Another approach suggests that anticipating ball trajectories based on initial metric conditions provides a basis for prediction controlling behaviour [10]. However, this perspective has faced scepticism [11] owing to the complexity of the internal models required to predict projectile motion accurately [6,8,12]. Despite such scepticism, optic variables can eventually specify many properties of the trajectory, such as initial distance [13], landing position [2] and time-to-contact (TTC; [14,15]), enabling anticipatory strategies. Predictive ability is particularly evident in sports such as cricket [16], where players’ anticipatory eye movements are adjusted dynamically for varying conditions [17], highlighting a seamless integration of prediction with online visual input, suggesting an ongoing refinement of predictions [18].
Despite its importance for anticipating trajectories, Earth’s gravitational acceleration, which Gibson [19] and others in the direct-perception tradition [2] recognize as a key environmental reference, is still not explicitly considered in these models. This omission somehow overlooks the substantial influence gravity exerts on the trajectory of optic variables, reflecting a gap in how existing models account for environmental constants.

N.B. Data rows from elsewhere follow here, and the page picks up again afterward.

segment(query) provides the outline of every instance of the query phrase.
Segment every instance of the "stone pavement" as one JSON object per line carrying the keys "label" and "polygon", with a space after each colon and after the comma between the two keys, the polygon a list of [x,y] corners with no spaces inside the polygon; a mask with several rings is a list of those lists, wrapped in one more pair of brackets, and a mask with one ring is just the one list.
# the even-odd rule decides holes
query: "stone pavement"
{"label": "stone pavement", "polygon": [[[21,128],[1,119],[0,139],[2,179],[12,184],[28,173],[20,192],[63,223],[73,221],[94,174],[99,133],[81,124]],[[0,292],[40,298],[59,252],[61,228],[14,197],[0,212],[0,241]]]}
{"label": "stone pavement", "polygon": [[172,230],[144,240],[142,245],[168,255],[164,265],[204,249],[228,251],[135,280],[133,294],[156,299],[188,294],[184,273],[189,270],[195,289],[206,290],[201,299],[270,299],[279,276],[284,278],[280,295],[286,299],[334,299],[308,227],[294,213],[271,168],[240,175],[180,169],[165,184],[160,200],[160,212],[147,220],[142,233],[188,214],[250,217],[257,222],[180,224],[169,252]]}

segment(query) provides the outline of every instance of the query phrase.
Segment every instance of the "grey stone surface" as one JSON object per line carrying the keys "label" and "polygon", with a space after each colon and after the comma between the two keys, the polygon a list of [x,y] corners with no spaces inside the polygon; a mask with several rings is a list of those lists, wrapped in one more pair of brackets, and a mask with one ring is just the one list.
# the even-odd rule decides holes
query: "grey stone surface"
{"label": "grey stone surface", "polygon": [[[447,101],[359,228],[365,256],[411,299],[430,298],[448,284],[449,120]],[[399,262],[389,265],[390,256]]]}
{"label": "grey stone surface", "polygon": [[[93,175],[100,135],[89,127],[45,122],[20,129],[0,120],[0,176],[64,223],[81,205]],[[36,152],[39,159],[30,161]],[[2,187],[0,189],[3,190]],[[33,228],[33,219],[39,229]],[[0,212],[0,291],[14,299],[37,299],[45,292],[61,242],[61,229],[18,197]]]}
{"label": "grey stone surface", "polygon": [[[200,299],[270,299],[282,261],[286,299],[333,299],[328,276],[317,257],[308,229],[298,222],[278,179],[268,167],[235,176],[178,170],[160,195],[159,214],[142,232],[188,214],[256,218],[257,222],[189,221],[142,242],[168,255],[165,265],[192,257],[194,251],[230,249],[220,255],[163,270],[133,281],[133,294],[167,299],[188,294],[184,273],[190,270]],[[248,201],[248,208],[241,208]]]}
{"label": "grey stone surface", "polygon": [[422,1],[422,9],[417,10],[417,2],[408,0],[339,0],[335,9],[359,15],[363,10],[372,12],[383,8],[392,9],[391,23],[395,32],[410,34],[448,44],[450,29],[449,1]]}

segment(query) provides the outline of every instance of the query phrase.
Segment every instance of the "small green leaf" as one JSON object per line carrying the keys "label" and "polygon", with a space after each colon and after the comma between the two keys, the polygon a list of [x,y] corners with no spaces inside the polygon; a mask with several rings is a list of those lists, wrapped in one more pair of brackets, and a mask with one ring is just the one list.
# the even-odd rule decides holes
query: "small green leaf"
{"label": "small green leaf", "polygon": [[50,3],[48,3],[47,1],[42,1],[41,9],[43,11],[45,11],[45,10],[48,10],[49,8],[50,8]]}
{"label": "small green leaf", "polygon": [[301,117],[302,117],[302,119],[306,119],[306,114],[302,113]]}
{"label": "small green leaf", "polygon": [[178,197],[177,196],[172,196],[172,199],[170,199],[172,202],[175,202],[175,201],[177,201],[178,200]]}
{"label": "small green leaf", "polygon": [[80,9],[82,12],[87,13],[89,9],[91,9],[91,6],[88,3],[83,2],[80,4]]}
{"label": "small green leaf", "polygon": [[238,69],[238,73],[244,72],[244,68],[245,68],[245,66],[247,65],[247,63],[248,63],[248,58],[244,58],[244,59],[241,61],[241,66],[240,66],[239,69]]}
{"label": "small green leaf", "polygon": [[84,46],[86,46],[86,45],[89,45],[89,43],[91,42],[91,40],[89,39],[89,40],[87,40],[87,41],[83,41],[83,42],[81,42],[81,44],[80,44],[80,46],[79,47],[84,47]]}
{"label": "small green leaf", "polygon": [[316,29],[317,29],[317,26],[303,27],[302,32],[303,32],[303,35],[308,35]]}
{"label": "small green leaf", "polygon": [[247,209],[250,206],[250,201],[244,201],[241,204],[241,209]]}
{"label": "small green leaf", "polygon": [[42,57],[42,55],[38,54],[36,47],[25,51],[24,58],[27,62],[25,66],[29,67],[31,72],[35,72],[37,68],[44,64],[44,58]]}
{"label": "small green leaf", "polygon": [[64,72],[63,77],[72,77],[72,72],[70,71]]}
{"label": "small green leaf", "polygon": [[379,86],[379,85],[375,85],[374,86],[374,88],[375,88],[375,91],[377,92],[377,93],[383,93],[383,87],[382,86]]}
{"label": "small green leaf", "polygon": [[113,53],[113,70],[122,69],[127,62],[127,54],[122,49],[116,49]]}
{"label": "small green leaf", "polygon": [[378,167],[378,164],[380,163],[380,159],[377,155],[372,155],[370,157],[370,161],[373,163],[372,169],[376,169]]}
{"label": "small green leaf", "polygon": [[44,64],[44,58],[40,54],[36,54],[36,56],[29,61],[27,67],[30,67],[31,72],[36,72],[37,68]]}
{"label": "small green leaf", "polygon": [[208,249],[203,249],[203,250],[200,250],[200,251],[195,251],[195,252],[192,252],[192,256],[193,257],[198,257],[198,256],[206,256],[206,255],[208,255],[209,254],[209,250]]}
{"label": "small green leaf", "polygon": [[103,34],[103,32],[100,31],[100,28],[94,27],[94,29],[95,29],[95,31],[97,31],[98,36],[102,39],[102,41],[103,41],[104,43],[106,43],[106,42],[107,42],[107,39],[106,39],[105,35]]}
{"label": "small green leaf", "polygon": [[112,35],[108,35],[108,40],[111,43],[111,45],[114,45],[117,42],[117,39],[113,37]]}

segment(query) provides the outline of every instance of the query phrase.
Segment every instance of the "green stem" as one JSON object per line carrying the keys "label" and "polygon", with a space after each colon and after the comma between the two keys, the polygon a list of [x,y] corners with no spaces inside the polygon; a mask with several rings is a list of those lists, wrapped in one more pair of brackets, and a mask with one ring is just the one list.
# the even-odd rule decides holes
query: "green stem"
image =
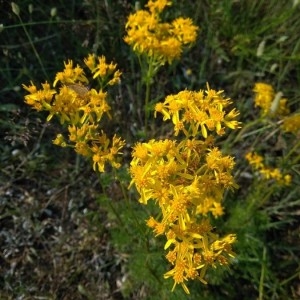
{"label": "green stem", "polygon": [[145,135],[146,137],[147,137],[147,127],[148,127],[148,118],[149,118],[148,105],[149,105],[150,88],[151,88],[151,77],[148,75],[149,74],[147,74],[146,77],[146,94],[145,94]]}
{"label": "green stem", "polygon": [[261,265],[261,273],[260,273],[260,280],[259,280],[259,300],[263,300],[264,296],[264,279],[265,279],[265,268],[266,268],[266,255],[267,255],[267,249],[264,247],[263,249],[263,259],[262,259],[262,265]]}
{"label": "green stem", "polygon": [[260,132],[261,130],[263,130],[263,128],[259,128],[254,132],[248,133],[247,131],[251,128],[256,126],[257,124],[262,123],[262,118],[258,118],[256,120],[253,120],[252,122],[248,122],[245,126],[242,127],[242,129],[239,131],[238,135],[236,136],[236,138],[234,139],[233,143],[236,143],[240,140],[243,140],[245,137],[250,136],[250,135],[254,135],[257,134],[258,132]]}
{"label": "green stem", "polygon": [[[287,160],[294,153],[294,151],[299,148],[299,145],[300,145],[300,141],[294,145],[294,147],[289,151],[289,153],[284,157],[284,159]],[[293,159],[293,164],[296,164],[298,160],[299,160],[299,155],[296,156],[295,159]]]}
{"label": "green stem", "polygon": [[297,270],[295,274],[293,274],[292,276],[290,276],[290,277],[287,278],[287,279],[284,279],[284,280],[280,283],[280,286],[283,286],[283,285],[287,284],[287,283],[290,282],[291,280],[297,278],[299,275],[300,275],[300,271]]}
{"label": "green stem", "polygon": [[[40,64],[40,66],[41,66],[41,69],[42,69],[42,71],[43,71],[43,73],[44,73],[44,75],[45,75],[45,78],[48,79],[48,74],[47,74],[47,72],[46,72],[46,70],[45,70],[45,68],[44,68],[44,64],[43,64],[43,62],[42,62],[42,60],[41,60],[40,55],[38,54],[38,52],[37,52],[37,50],[36,50],[36,48],[35,48],[35,46],[34,46],[34,43],[33,43],[32,39],[31,39],[31,37],[30,37],[30,34],[28,33],[28,31],[27,31],[27,29],[26,29],[26,27],[25,27],[25,25],[24,25],[24,23],[23,23],[22,18],[20,17],[20,15],[17,15],[17,16],[18,16],[18,18],[19,18],[19,20],[20,20],[20,23],[21,23],[21,25],[22,25],[22,28],[23,28],[23,30],[24,30],[24,32],[25,32],[27,38],[28,38],[28,41],[29,41],[29,43],[30,43],[30,45],[31,45],[31,48],[32,48],[33,52],[34,52],[34,55],[35,55],[35,57],[37,58],[37,60],[38,60],[38,62],[39,62],[39,64]],[[48,79],[48,81],[49,81],[49,79]]]}
{"label": "green stem", "polygon": [[150,89],[151,89],[151,83],[152,78],[154,76],[154,70],[153,70],[154,62],[151,57],[147,57],[147,70],[144,72],[143,79],[145,81],[146,85],[146,92],[145,92],[145,103],[144,103],[144,112],[145,112],[145,135],[147,137],[147,128],[148,128],[148,118],[149,118],[149,112],[148,112],[148,105],[150,100]]}
{"label": "green stem", "polygon": [[[97,23],[97,20],[51,20],[51,24],[80,24],[80,25],[92,25]],[[31,27],[31,26],[40,26],[40,25],[48,25],[49,21],[38,21],[38,22],[26,22],[26,24],[13,24],[5,26],[5,29],[19,28],[19,27]]]}
{"label": "green stem", "polygon": [[[139,58],[139,64],[140,64],[141,73],[142,73],[142,83],[144,83],[146,86],[145,102],[144,102],[144,115],[145,115],[144,126],[145,126],[145,135],[147,137],[151,85],[153,83],[153,78],[158,71],[159,64],[151,56],[147,56],[146,58],[138,56],[138,58]],[[144,61],[143,61],[143,58],[145,59]]]}

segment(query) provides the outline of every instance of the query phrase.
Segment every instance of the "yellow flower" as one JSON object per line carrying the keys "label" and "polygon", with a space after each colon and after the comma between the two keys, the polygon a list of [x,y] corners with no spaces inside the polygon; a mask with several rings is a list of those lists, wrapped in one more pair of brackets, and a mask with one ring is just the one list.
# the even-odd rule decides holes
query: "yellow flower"
{"label": "yellow flower", "polygon": [[258,170],[264,167],[263,157],[254,152],[248,152],[245,155],[245,158],[248,160],[249,164]]}
{"label": "yellow flower", "polygon": [[245,155],[250,165],[254,170],[257,170],[263,179],[275,180],[279,185],[289,185],[291,183],[292,177],[288,174],[283,175],[278,168],[266,167],[263,163],[263,157],[249,152]]}
{"label": "yellow flower", "polygon": [[231,244],[235,239],[233,234],[218,239],[211,233],[202,236],[193,233],[190,237],[181,237],[181,241],[176,239],[176,234],[174,237],[174,232],[170,237],[168,236],[165,249],[171,245],[173,249],[168,252],[166,258],[174,267],[164,274],[164,278],[173,278],[172,291],[177,284],[180,284],[189,294],[189,289],[185,284],[185,281],[189,279],[198,279],[206,284],[204,275],[209,266],[215,267],[217,263],[227,265],[229,258],[234,257]]}
{"label": "yellow flower", "polygon": [[55,99],[49,109],[50,114],[47,121],[50,121],[54,115],[57,115],[61,124],[65,122],[77,124],[80,121],[79,108],[81,107],[81,101],[75,91],[67,86],[63,86],[59,93],[55,95]]}
{"label": "yellow flower", "polygon": [[182,46],[180,41],[175,37],[159,42],[157,47],[157,56],[166,59],[170,64],[173,60],[178,59],[182,53]]}
{"label": "yellow flower", "polygon": [[255,92],[255,106],[261,108],[263,116],[285,116],[289,114],[287,99],[282,98],[281,92],[275,94],[270,84],[258,82],[255,84],[253,91]]}
{"label": "yellow flower", "polygon": [[37,92],[37,87],[33,84],[32,81],[30,81],[30,85],[29,86],[27,86],[25,84],[23,84],[22,86],[23,86],[23,89],[25,89],[30,94],[34,94],[34,93]]}
{"label": "yellow flower", "polygon": [[172,22],[172,34],[184,45],[196,41],[199,28],[190,18],[177,18]]}
{"label": "yellow flower", "polygon": [[188,280],[206,284],[209,267],[227,265],[234,257],[235,236],[219,239],[208,220],[208,214],[217,218],[224,213],[224,192],[237,187],[231,174],[233,158],[214,147],[208,134],[223,134],[224,126],[239,127],[238,112],[227,109],[230,104],[222,91],[209,86],[206,91],[169,95],[155,110],[164,121],[171,119],[174,135],[185,136],[179,142],[137,143],[132,151],[130,186],[135,185],[141,203],[153,200],[160,208],[159,217],[151,216],[147,226],[167,238],[164,248],[172,268],[164,277],[174,280],[172,290],[181,285],[189,293]]}
{"label": "yellow flower", "polygon": [[52,141],[54,145],[66,147],[67,144],[62,134],[58,134],[56,138]]}
{"label": "yellow flower", "polygon": [[166,6],[170,5],[172,5],[172,2],[168,0],[149,0],[146,4],[152,14],[159,14]]}
{"label": "yellow flower", "polygon": [[63,72],[58,72],[56,74],[53,86],[60,81],[62,84],[74,84],[77,82],[82,82],[87,84],[88,79],[86,78],[83,69],[80,66],[73,67],[73,61],[68,60],[64,62],[65,69]]}
{"label": "yellow flower", "polygon": [[120,77],[122,75],[122,72],[120,72],[119,70],[116,70],[116,72],[113,73],[113,78],[111,80],[108,81],[108,85],[115,85],[117,83],[120,82]]}
{"label": "yellow flower", "polygon": [[94,54],[89,54],[83,61],[90,71],[93,72],[96,67],[96,56]]}
{"label": "yellow flower", "polygon": [[129,15],[124,41],[133,51],[151,58],[157,66],[178,59],[183,46],[196,40],[198,27],[191,19],[178,18],[172,23],[163,23],[160,13],[170,1],[148,1],[149,11],[138,10]]}
{"label": "yellow flower", "polygon": [[116,135],[110,140],[104,132],[101,135],[96,135],[92,138],[92,146],[90,147],[93,153],[93,169],[99,172],[104,172],[105,164],[110,163],[114,168],[119,168],[117,155],[121,154],[121,149],[124,147],[125,141]]}
{"label": "yellow flower", "polygon": [[101,89],[99,92],[97,92],[95,89],[91,89],[88,92],[86,103],[82,102],[82,106],[79,108],[79,110],[83,112],[80,123],[83,124],[86,122],[86,120],[91,123],[99,122],[104,113],[111,118],[111,107],[108,105],[106,98],[106,92],[103,92]]}
{"label": "yellow flower", "polygon": [[269,84],[258,82],[255,84],[253,91],[256,93],[254,99],[255,106],[262,109],[263,115],[267,115],[275,96],[273,87]]}
{"label": "yellow flower", "polygon": [[277,109],[278,115],[286,116],[290,113],[290,109],[287,106],[287,101],[288,101],[288,99],[286,99],[286,98],[282,98],[279,100],[279,106]]}
{"label": "yellow flower", "polygon": [[215,218],[218,218],[224,214],[223,206],[219,202],[214,202],[213,207],[210,209],[210,211]]}
{"label": "yellow flower", "polygon": [[58,91],[51,89],[47,82],[38,90],[31,82],[29,86],[23,85],[29,92],[25,96],[25,102],[37,110],[47,110],[47,121],[57,116],[61,124],[67,123],[70,144],[67,144],[62,134],[56,136],[54,144],[74,147],[77,153],[93,161],[94,170],[103,172],[106,163],[119,168],[117,155],[121,154],[125,142],[117,136],[109,139],[103,132],[100,134],[98,123],[105,113],[111,118],[111,108],[106,101],[107,93],[102,88],[119,82],[121,72],[116,69],[116,64],[106,63],[104,56],[97,58],[94,54],[89,54],[84,63],[94,78],[99,77],[99,91],[90,90],[86,86],[89,82],[84,70],[68,60],[64,62],[64,70],[56,74],[53,83],[54,86],[60,83]]}
{"label": "yellow flower", "polygon": [[[201,132],[204,138],[209,131],[224,134],[224,127],[236,129],[240,123],[235,120],[239,113],[233,109],[226,112],[225,108],[231,104],[230,99],[222,96],[223,91],[181,91],[176,95],[169,95],[163,103],[155,106],[156,112],[164,115],[164,120],[171,118],[174,124],[175,136],[182,131],[186,136],[197,136]],[[189,131],[187,130],[189,129]]]}
{"label": "yellow flower", "polygon": [[31,82],[30,86],[23,84],[23,88],[30,94],[25,96],[25,103],[31,105],[34,109],[49,110],[53,102],[53,96],[56,91],[50,88],[50,84],[42,83],[42,90],[38,90],[37,87]]}
{"label": "yellow flower", "polygon": [[90,157],[91,155],[90,147],[86,142],[76,142],[74,149],[78,154],[82,156]]}
{"label": "yellow flower", "polygon": [[292,176],[287,174],[287,175],[284,175],[283,177],[283,184],[284,185],[290,185],[292,182]]}
{"label": "yellow flower", "polygon": [[281,128],[284,132],[298,134],[300,130],[300,113],[285,117]]}

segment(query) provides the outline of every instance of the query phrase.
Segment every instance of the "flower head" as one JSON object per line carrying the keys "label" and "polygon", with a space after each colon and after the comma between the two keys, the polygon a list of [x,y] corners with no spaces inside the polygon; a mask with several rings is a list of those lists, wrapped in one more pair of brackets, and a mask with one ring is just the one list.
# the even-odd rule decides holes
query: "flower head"
{"label": "flower head", "polygon": [[191,19],[177,18],[173,22],[161,22],[160,14],[171,1],[150,0],[147,10],[139,10],[128,17],[127,35],[124,41],[139,54],[153,59],[157,65],[178,59],[183,47],[193,43],[198,27]]}
{"label": "flower head", "polygon": [[53,140],[54,144],[73,147],[77,153],[93,161],[94,170],[103,172],[106,163],[120,167],[117,156],[121,154],[125,143],[117,136],[110,139],[103,131],[99,133],[98,125],[103,115],[111,118],[107,92],[103,89],[118,83],[121,72],[116,64],[106,63],[104,56],[89,54],[84,62],[93,78],[99,78],[99,90],[90,89],[84,70],[68,60],[64,63],[64,70],[55,76],[53,86],[60,84],[56,89],[52,89],[47,82],[42,84],[41,89],[32,82],[29,86],[23,85],[29,92],[25,102],[36,110],[48,111],[47,121],[57,116],[61,124],[68,125],[68,138],[58,134]]}
{"label": "flower head", "polygon": [[255,171],[258,171],[262,179],[270,181],[273,180],[279,185],[290,185],[291,175],[283,174],[279,168],[268,167],[263,162],[263,157],[254,152],[248,152],[245,155],[249,164]]}
{"label": "flower head", "polygon": [[170,5],[172,5],[172,2],[168,0],[149,0],[146,4],[152,14],[159,14],[166,6]]}
{"label": "flower head", "polygon": [[270,84],[258,82],[255,84],[253,91],[255,92],[255,106],[261,109],[263,116],[284,116],[289,114],[287,99],[282,98],[281,92],[275,93]]}
{"label": "flower head", "polygon": [[285,117],[281,128],[284,132],[298,134],[300,131],[300,113]]}
{"label": "flower head", "polygon": [[235,120],[239,112],[235,109],[227,112],[226,108],[231,101],[224,98],[222,93],[209,87],[206,91],[181,91],[167,96],[163,103],[156,104],[155,111],[162,113],[164,120],[172,119],[175,135],[181,131],[187,136],[201,133],[204,138],[212,131],[223,135],[224,126],[236,129],[240,123]]}
{"label": "flower head", "polygon": [[83,69],[79,65],[74,67],[72,60],[68,60],[68,62],[65,62],[64,65],[65,69],[56,74],[53,86],[56,86],[58,82],[62,84],[73,84],[77,82],[84,84],[88,83],[88,79],[86,78]]}

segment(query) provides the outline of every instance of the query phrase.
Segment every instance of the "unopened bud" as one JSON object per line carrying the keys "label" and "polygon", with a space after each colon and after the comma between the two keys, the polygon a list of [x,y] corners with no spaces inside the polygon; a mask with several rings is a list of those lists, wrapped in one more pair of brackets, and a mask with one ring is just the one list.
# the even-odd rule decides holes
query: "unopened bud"
{"label": "unopened bud", "polygon": [[32,4],[28,5],[28,11],[29,11],[30,14],[32,14],[32,12],[33,12],[33,5]]}
{"label": "unopened bud", "polygon": [[16,14],[17,16],[20,15],[20,8],[15,2],[11,3],[11,9],[12,9],[14,14]]}
{"label": "unopened bud", "polygon": [[55,17],[57,14],[57,8],[56,7],[52,7],[50,10],[50,16],[53,18]]}

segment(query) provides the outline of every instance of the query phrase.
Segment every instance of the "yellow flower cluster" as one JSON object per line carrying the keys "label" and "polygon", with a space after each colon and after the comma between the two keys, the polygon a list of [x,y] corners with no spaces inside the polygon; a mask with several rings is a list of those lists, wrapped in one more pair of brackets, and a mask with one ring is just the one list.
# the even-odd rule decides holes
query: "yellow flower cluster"
{"label": "yellow flower cluster", "polygon": [[298,134],[300,131],[300,113],[283,118],[281,128],[285,132]]}
{"label": "yellow flower cluster", "polygon": [[156,235],[167,238],[166,258],[173,267],[165,278],[172,277],[173,289],[180,284],[186,293],[185,281],[199,279],[205,283],[207,268],[227,265],[234,256],[231,244],[235,235],[219,238],[212,233],[208,219],[209,214],[223,214],[224,191],[237,187],[231,175],[233,158],[222,155],[207,131],[222,134],[223,124],[238,127],[234,120],[238,112],[226,114],[223,108],[230,101],[221,95],[208,89],[168,96],[156,111],[164,120],[172,118],[175,133],[181,130],[185,138],[180,142],[166,139],[137,143],[130,165],[131,185],[135,184],[139,201],[146,204],[154,200],[161,210],[161,216],[151,216],[147,225]]}
{"label": "yellow flower cluster", "polygon": [[150,0],[149,9],[129,15],[124,40],[139,54],[151,57],[159,65],[178,59],[183,47],[193,43],[198,27],[189,18],[179,17],[170,23],[161,22],[160,14],[171,5],[167,0]]}
{"label": "yellow flower cluster", "polygon": [[276,93],[270,84],[257,82],[253,88],[255,92],[255,106],[261,108],[263,116],[284,116],[290,113],[287,99],[282,94]]}
{"label": "yellow flower cluster", "polygon": [[117,69],[117,64],[106,63],[105,56],[96,57],[93,54],[90,54],[84,63],[90,69],[93,74],[93,78],[100,78],[101,88],[104,88],[106,85],[115,85],[119,83],[120,76],[122,73]]}
{"label": "yellow flower cluster", "polygon": [[235,120],[239,112],[235,109],[228,113],[225,109],[231,104],[230,99],[223,97],[223,91],[207,90],[181,91],[177,95],[167,96],[164,103],[157,103],[155,115],[162,113],[164,121],[172,119],[175,135],[183,132],[188,135],[197,136],[199,130],[204,138],[208,131],[215,131],[218,135],[224,134],[224,126],[231,129],[239,127]]}
{"label": "yellow flower cluster", "polygon": [[[64,63],[64,70],[56,74],[54,88],[47,82],[42,84],[41,89],[32,82],[29,86],[23,85],[29,92],[25,96],[25,102],[38,111],[48,111],[47,121],[57,116],[61,124],[68,125],[68,140],[58,134],[54,144],[74,147],[77,153],[92,159],[94,170],[103,172],[106,162],[113,167],[120,166],[116,158],[125,144],[116,136],[110,140],[98,128],[103,114],[110,117],[111,109],[106,101],[107,93],[102,88],[118,83],[121,72],[116,69],[115,64],[107,64],[103,56],[96,58],[91,54],[84,62],[93,78],[98,79],[100,90],[89,89],[89,80],[84,70],[79,65],[74,66],[73,61],[69,60]],[[58,83],[60,87],[55,89]]]}
{"label": "yellow flower cluster", "polygon": [[279,185],[290,185],[292,176],[289,174],[283,175],[278,168],[270,168],[264,165],[263,157],[255,152],[248,152],[245,158],[252,168],[259,172],[265,180],[274,180]]}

Here, we demonstrate that by integrating optic variables with known constants such as gravity and physical size of the ball, we can accurately predict when and where a ball will land relative to an actor. Furthermore, the same model can be used to update these predictions to guide the outfielder to the landing position by integrating the ongoing predictions into a simple controller. In our experiment, we used immersive virtual reality (VR; see figure 1 and §2) to manipulate ball size and gravitational acceleration, introducing values that deviated from the expected ones. Assuming that people use Earth’s gravity as a prior [20], the model predicts specific paths for the different simulated gravity values, which are qualitatively distinguishable from paths predicted by previous models using optic variables alone in the same conditions. The proposed model can predict the empirical trajectories and provide a very good account of the observed actor’s kinematics, an aspect that some previous models [21] have failed to predict.
Methods
Participants
2.1.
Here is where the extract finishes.